Calculs faits, cela représente sur le papier environ 14 milliards d’euros par mois, soit environ 170 milliards par an. S’il était question de racheter uniquement de la dette italienne et de faire baisser les taux italiens, cela pourrait suffire puisque cela correspondrait peu ou prou à ce que la BCE a racheté de dette italienne ces dernières années (entre 10,3 et 11,2 milliards par mois). Le problème, c’est que cela ne suffirait pas à racheter à la fois des dettes italiennes et… françaises. Et c’est là qu’intervient le nouvel instrument de la banque centrale pour calmer les marchés: le TPI (Transmission Protection Instrument). En gros, la BCE se laisse la latitude de voler au secours d’un ou de plusieurs des États membres dont la dette serait attaquée sur les marchés en rachetant massivement - et sans limite — ses dettes.

Mais il y a des conditions et c’est là que cela se corse: les pays concernés devront respecter le cadre budgétaire européen et ne pas faire l’objet d’une procédure pour déficit excessif, ni montrer de déséquilibres macroéconomiques graves, et la trajectoire de leur dette publique devra, en outre, être soutenable. Bref, on comprend entre les lignes que, pour pouvoir bénéficier de ces rachats exceptionnels et ciblés et non proportionnels comme l’était PSPP et PEPP, il faudra que les États respectent les règles budgétaires. Un scénario plus qu’improbable puisque les attaques des marchés sur la dette découlent en partie de la faiblesse de la gestion publique, mais aussi de la faiblesse de l’activité économique. S’il était appliqué, ce dispositif aboutirait à une sorte de tutelle de la BCE ou de la Commission sur le(s) pays bénéficiaire(s).
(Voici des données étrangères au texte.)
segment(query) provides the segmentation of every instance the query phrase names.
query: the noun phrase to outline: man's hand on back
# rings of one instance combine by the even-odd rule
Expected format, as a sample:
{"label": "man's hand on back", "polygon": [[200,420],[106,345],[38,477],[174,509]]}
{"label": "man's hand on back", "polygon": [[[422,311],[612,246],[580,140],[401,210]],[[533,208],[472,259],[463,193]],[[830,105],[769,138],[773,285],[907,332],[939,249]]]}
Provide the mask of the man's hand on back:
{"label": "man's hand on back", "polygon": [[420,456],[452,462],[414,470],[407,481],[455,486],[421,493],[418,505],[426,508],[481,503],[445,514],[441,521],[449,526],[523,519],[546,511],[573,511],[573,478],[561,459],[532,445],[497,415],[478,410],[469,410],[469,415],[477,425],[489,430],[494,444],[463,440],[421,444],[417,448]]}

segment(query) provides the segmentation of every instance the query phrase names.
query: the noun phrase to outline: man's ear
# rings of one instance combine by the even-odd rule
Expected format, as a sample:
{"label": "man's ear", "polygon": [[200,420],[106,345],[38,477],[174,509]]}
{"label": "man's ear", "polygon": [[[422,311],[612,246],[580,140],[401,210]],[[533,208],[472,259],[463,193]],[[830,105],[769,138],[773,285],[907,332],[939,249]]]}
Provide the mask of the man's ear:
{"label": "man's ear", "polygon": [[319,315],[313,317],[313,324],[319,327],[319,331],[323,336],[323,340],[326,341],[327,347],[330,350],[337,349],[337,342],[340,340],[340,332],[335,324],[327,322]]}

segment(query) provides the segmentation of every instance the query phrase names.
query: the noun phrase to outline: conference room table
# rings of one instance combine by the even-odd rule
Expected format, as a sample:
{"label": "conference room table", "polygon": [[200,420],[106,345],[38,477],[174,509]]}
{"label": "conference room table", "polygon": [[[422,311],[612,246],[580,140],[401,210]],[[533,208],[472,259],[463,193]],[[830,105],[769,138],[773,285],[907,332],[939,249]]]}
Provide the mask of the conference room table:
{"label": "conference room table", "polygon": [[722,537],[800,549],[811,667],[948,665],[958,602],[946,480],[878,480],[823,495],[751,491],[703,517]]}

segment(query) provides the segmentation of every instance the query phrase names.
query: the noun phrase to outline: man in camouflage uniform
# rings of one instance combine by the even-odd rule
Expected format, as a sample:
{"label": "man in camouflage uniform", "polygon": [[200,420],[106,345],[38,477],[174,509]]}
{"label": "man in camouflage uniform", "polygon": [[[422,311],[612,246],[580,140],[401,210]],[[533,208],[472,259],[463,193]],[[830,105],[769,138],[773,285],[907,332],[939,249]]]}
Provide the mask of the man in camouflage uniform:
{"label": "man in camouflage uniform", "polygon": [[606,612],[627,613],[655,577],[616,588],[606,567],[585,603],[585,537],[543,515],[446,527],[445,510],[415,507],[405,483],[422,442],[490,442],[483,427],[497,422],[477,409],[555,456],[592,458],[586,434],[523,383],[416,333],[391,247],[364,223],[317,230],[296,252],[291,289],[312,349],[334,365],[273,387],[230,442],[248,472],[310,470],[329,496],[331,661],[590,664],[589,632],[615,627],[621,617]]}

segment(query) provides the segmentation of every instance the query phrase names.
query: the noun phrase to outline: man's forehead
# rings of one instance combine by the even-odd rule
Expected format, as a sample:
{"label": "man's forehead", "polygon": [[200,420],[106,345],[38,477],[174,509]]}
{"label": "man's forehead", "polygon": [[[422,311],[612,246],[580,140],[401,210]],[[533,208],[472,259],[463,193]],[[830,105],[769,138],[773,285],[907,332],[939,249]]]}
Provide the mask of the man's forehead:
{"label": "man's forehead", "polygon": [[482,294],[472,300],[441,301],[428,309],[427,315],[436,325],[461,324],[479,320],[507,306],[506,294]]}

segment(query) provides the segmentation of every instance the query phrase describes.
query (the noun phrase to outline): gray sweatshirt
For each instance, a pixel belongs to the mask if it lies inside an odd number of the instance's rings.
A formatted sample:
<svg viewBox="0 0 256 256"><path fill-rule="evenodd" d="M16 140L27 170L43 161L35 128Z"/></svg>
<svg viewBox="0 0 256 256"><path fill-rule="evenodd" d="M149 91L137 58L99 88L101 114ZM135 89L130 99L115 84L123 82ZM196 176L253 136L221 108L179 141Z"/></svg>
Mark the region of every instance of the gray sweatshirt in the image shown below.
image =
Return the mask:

Si ce dispositif s’appliquait malheureusement à la France, nous serions clairement en voie de perte d’une partie de notre souveraineté budgétaire. Étant donné le niveau de crédibilité encore assez faible du programme de stabilité des finances publiques de la France dont nous venons (enfin!) d’avoir des bribes après des mois de retards, il y a tout lieu de croire que la France ne va absolument pas respecter la trajectoire qu’elle annonce. La croissance y est surévaluée et l’inflation sous-évaluée, comme le sont la charge de la dette et le déficit public. Il est peut-être temps d’expliquer à nos concitoyens que, si la zone euro risque de se fragmenter, c’est en partie à cause de la mauvaise gestion de la France. Notre responsabilité collective est immense. Au lieu de débattre de la redevance audiovisuelle, nous devrions actuellement discuter au Parlement du plan de redressement de nos finances publiques. Mais où est ce plan? Visiblement renvoyé entre septembre et octobre 2022… Avons-nous encore le temps?